In Bakersfield, California, about a dozen students and 80 adults marched on Presidents’ Day in support of stricter gun laws. The same day, more than 200 students in Iowa City marched out of school, walked to the Old Capitol downtown and gathered to read the names of the Parkland victims.

“The NRA has got to go,” they chanted. “Not one more,” they chanted.

“At this point, you’re either with us or against us,” said Lujayn Hamad, a senior at West High School, according to The Iowa City Press-Citizen. “We are dying, and I’m not going to stand for it anymore.” Some of the students of Toms River, New Jersey, also spent part of Presidents Day, a school holiday, massed on the steps of the squat, red brick public library. A young man who described himself as a 16-year-old junior led the crowd in chants of, “Enough is enough! Enough is enough!”

“This is what it’s come to,” he said. “In this country, kids are typically expected to take a back seat to what goes on in politics and policy, and what’s going on right now — it can’t happen like that any longer.”

Accusing Congress and state legislators of inaction, he advocated stronger gun restrictions. The other option, he said, was turning schools into armed camps where “I have to be aware if there’s a loud bang in the school, do I know where to go?”

The adults who “have the responsibility to take care of these things” have failed, he said. “It’s our generation’s responsibility.”

On Tuesday, at least 20 students walked out of Harper Creek High School in Battle Creek, Michigan. The principal stood with them, and the district’s superintendent was on hand.

Students left class or held gatherings all over South Florida on Monday and Tuesday. There was American Heritage School in Plantation. Olympic Heights High School in suburban Boca Raton. Park Vista Community High School in Lake Worth. Fort Lauderdale High School in Fort Lauderdale. McArthur High School in Hollywood. At South Broward High School, students aimed to participate in a protest almost every day to make their point.

They started with a protest at their school in Hollywood last Friday, and then rallied in Fort Lauderdale on Saturday and at Hollywood City Hall on Monday, said Rachel Donly, a 16-year-old sophomore.

“We don’t think anyone is truly listening to us yet,” said Donly, whose father is a teacher. “So we don’t want to give up. We’re just going to keep fighting.”
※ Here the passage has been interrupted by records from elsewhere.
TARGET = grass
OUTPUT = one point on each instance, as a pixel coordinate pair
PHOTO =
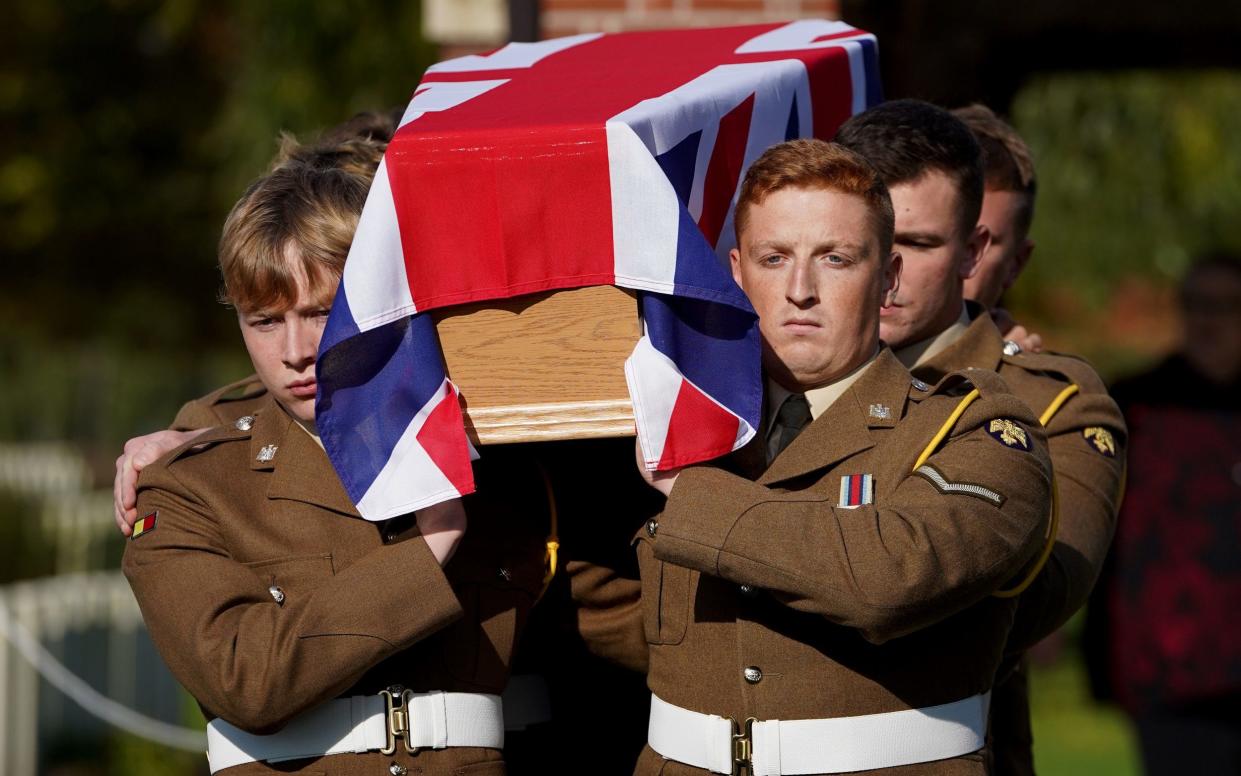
(1072, 734)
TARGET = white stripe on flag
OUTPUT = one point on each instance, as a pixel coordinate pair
(513, 56)
(644, 215)
(374, 277)
(654, 384)
(444, 94)
(410, 479)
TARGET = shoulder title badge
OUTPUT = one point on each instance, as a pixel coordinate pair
(1009, 433)
(1101, 440)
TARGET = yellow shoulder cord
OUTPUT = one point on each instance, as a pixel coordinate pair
(946, 428)
(1054, 525)
(552, 554)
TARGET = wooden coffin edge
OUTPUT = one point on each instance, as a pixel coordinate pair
(550, 422)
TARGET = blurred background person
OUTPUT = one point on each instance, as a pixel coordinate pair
(1163, 637)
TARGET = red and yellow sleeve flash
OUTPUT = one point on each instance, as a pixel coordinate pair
(144, 525)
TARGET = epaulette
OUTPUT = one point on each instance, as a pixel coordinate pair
(1066, 368)
(228, 432)
(959, 383)
(241, 390)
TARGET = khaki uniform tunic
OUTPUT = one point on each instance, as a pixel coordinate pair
(842, 611)
(362, 605)
(1086, 438)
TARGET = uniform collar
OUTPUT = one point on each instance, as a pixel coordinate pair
(875, 400)
(920, 353)
(818, 397)
(981, 345)
(299, 467)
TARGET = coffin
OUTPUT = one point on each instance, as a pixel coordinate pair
(542, 366)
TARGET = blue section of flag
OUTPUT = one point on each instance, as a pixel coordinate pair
(700, 337)
(678, 165)
(793, 128)
(370, 389)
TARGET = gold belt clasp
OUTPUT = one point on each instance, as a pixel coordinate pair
(398, 719)
(742, 746)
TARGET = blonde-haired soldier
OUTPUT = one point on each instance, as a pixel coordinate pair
(315, 641)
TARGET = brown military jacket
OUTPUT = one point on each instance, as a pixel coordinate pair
(587, 611)
(880, 607)
(364, 605)
(1086, 438)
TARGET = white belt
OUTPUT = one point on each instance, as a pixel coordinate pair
(366, 723)
(839, 745)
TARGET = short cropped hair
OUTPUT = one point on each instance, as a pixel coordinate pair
(305, 207)
(815, 164)
(1007, 160)
(905, 139)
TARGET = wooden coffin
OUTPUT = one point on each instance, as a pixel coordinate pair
(542, 366)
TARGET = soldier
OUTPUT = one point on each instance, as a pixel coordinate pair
(931, 164)
(827, 601)
(310, 637)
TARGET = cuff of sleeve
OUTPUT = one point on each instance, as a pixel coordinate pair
(696, 520)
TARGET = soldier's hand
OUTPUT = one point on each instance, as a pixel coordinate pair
(139, 452)
(1030, 342)
(442, 525)
(659, 481)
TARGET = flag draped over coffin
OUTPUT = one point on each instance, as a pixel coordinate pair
(585, 160)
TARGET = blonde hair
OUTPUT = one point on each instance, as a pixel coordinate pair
(298, 219)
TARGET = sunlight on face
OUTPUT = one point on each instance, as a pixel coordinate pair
(283, 344)
(809, 262)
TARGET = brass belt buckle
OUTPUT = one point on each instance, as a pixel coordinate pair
(397, 718)
(742, 746)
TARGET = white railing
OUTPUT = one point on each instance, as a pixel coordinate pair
(91, 618)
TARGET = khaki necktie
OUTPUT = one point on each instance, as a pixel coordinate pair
(793, 416)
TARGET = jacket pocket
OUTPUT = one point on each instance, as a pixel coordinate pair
(665, 596)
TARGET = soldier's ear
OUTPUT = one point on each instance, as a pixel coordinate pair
(891, 278)
(976, 245)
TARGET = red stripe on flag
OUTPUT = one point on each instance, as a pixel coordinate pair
(442, 437)
(724, 171)
(698, 430)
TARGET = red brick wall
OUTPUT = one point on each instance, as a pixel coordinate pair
(573, 16)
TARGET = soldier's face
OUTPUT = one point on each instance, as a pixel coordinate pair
(284, 344)
(1009, 248)
(937, 256)
(809, 262)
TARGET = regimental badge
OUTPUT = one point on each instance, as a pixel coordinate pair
(1101, 440)
(856, 491)
(145, 525)
(1009, 433)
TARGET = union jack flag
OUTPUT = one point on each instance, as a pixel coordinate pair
(583, 160)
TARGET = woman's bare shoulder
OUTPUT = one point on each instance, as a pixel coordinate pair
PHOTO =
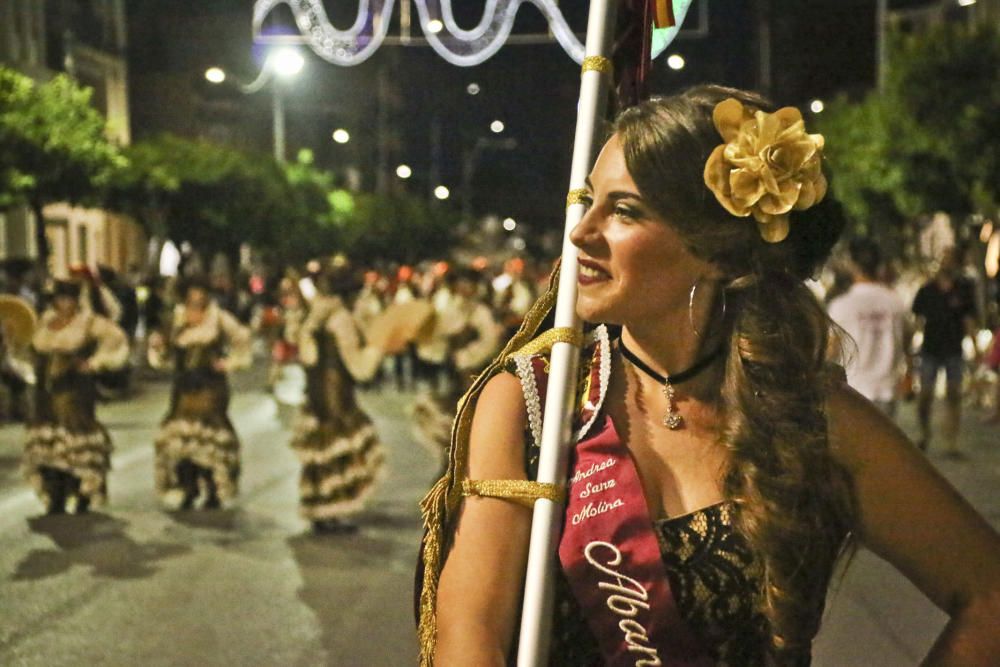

On the Parkland buses, pillows and sleeping bags had been mushed into the seats. Candy and doughnuts were passed from row to row. Laughter occasionally poked through. But the people the students were traveling for — their fallen classmates, coaches, teachers — were never far from their minds.

Anthony Lopez, 16, a junior, was sitting alone in the back. He had scratched out a wish list he planned to deliver to lawmakers.

“Ban on military grade weapons (assault weapons, etc.)” he had written.

“Universal background check, stricter,” he had added.

“Raise age for gun ownership (20+), unless for sport or hunting (16+).”

Then the news arrived that the Florida House had refused even to consider a ban on assault weapons. How could lawmakers ignore the activism that had lit up social media, the students wondered.

“They know that multiple kids, hundreds of kids, are coming up to the state Capitol, which by the way is extremely far, just to talk to them,” Daniel Bishop said.

In the back, Lopez slammed his head back on the bus seat. He placed a hand on his forehead.

“That’s infuriating,” he said. “They’re acting inhuman.”